Library
White Papers
Recommended Readings
Quotes Worth Quoting
 

Gender and Morality

In the 1960's, Lawrence Kohlberg began a now famous study leading to a ranking of levels of moral development.  In the study, participants were told situations that involved moral dilemmas and asked what the characters should do next.  The answers were arranged along a line of continuing maturity, leading from a base of selfish ego-centrism to the highest levels of universal principles.

The problem was that females rarely made it beyond the intermediate levels.  The boys and girls ranked fairly equally when tested in childhood, but in adolescence and beyond, women seemed "stuck" in a moral life dominated by choices made depending on relationship issues.  Adolescent and adult men, however, went "beyond" relationship issues and lived a moral life determined by "rules" and finally by "universal truths and principles."  Women also seemed to "waffle" in their decisions, finding it difficult to decide what the characters should do.  Men seemed to know.

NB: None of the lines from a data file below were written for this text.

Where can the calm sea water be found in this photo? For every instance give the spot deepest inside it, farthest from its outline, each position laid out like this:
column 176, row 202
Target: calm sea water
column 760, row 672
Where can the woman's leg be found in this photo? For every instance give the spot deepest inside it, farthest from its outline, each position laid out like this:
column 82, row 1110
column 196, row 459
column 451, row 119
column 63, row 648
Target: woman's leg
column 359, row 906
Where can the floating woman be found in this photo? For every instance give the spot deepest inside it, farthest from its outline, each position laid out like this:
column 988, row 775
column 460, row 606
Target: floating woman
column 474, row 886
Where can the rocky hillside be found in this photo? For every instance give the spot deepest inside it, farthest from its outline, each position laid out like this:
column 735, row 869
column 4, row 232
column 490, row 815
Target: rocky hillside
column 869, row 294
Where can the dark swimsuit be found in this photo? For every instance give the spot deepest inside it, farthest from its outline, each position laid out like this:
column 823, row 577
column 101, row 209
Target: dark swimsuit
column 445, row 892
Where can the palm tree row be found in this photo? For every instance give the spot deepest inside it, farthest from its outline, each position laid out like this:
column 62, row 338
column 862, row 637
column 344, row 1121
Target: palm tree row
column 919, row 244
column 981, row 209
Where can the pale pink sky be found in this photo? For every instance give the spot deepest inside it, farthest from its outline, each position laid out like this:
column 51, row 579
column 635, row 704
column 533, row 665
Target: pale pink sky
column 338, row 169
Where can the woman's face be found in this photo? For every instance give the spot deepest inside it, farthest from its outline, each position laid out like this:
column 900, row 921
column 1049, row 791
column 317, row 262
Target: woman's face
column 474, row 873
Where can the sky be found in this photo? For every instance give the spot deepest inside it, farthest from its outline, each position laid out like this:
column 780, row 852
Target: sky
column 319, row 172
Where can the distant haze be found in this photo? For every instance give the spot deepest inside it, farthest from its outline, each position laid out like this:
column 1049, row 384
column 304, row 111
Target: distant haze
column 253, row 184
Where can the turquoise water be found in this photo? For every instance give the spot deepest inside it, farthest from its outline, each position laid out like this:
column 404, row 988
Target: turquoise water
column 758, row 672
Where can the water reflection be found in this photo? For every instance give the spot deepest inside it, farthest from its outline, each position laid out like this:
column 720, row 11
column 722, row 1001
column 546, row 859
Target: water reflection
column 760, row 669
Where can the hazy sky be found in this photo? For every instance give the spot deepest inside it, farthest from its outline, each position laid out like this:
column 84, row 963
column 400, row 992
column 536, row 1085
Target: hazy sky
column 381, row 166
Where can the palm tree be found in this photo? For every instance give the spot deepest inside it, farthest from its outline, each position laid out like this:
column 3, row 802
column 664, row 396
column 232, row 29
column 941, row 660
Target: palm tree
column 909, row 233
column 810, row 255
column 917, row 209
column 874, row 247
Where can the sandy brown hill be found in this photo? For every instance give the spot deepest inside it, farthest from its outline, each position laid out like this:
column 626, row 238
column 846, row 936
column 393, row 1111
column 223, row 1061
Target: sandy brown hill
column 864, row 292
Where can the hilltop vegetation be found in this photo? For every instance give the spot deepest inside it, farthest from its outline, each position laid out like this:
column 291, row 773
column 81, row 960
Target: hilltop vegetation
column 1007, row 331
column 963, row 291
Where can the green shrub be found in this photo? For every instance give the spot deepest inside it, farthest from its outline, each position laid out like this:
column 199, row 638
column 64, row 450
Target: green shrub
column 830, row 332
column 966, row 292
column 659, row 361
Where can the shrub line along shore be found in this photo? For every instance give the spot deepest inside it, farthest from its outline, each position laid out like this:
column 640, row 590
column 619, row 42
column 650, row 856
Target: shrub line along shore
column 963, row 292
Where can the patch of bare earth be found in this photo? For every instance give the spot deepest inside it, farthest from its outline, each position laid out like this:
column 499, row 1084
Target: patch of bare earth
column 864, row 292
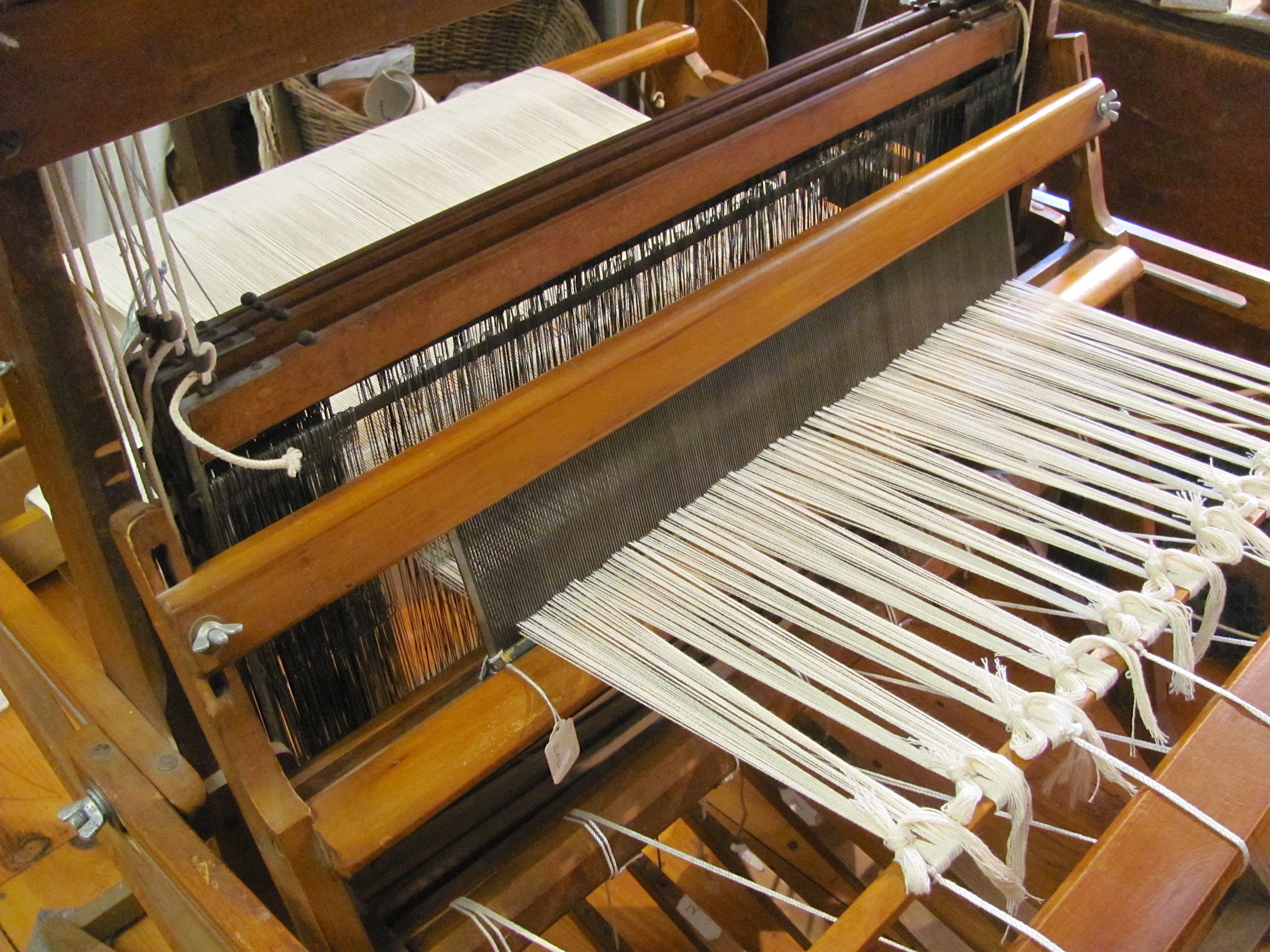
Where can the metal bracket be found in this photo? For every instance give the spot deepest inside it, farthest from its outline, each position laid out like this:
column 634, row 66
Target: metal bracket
column 87, row 815
column 211, row 635
column 493, row 664
column 1109, row 106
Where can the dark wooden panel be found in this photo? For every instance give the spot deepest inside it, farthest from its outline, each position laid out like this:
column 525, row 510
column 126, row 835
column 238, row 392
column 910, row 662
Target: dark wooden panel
column 1189, row 154
column 80, row 73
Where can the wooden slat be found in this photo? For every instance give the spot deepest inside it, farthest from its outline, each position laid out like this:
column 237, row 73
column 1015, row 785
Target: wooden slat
column 1098, row 277
column 1156, row 874
column 197, row 902
column 68, row 428
column 365, row 813
column 351, row 535
column 629, row 54
column 122, row 66
column 342, row 287
column 82, row 682
column 475, row 276
column 665, row 777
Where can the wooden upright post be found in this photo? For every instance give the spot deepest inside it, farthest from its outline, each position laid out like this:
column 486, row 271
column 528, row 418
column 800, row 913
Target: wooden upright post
column 72, row 438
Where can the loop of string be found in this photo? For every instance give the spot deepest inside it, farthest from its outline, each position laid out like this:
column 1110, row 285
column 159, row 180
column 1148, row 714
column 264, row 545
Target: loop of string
column 1177, row 800
column 597, row 834
column 596, row 820
column 489, row 922
column 290, row 461
column 555, row 715
column 984, row 906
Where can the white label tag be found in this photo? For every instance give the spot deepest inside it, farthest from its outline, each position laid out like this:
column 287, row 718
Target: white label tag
column 800, row 808
column 562, row 749
column 696, row 917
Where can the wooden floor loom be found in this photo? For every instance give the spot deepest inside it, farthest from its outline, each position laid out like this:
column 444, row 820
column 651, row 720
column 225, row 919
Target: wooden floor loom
column 450, row 753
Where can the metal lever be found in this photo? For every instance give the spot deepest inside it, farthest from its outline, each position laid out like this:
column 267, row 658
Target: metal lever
column 211, row 635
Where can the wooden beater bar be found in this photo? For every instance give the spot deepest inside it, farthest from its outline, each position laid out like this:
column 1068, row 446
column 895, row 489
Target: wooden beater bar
column 361, row 529
column 119, row 68
column 629, row 54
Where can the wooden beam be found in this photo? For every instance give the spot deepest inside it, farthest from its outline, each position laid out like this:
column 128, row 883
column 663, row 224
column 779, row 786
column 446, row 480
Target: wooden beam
column 629, row 54
column 196, row 902
column 167, row 61
column 1157, row 874
column 79, row 679
column 69, row 432
column 555, row 187
column 1098, row 277
column 363, row 813
column 351, row 535
column 466, row 276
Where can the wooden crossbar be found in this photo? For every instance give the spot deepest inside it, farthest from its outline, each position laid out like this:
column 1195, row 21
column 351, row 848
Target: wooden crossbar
column 421, row 293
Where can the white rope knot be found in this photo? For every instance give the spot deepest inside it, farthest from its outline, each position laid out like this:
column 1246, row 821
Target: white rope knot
column 902, row 842
column 1192, row 572
column 1133, row 670
column 1244, row 491
column 1235, row 520
column 1260, row 461
column 1154, row 615
column 1217, row 535
column 290, row 461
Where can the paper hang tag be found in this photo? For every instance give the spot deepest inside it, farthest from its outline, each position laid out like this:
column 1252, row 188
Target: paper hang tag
column 800, row 808
column 562, row 749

The conclusions reached in the study were that females were less "morally mature" or less "morally intelligent" than males.  Carol Gilligan, who had worked with Kohlberg on these original studies, disagreed and began to look for other interpretations.

What she discovered is something which women know intuitively, but which has been sorely lacking in the classical developmental literature.  Boys and girls are different.

Gilligan's findings are presented here, not necessarily as my own views, but to invite readers to examine their own opinions and behavior, and those of their children, and to speak out about what they find.

Gilligan makes it cleat that she is not describing every girl and every boy, but a tendency that seems to divide along gender lines.  She finds that girls' morality seems to revolve around preservation of relationships, and making decisions in ways to "help the most and hurt the least."  Boys, on the other hand, tend to organize their decisions around rules and "justice", and people's rights.

Gilligan looks at the play of children in our society to find the early values and interests of the two genders.  Boys' play is more organized.  There are actual games with rules, such as sports.  The rules are agreed on in advance, and don't generally cater to the bonds between people, or their needs.  Conflict is decided by the internal "justice" of the game; there are built-in penalties for "wrong" behavior.  Such "fouls" are usually handled within the game, and don't cause it to end.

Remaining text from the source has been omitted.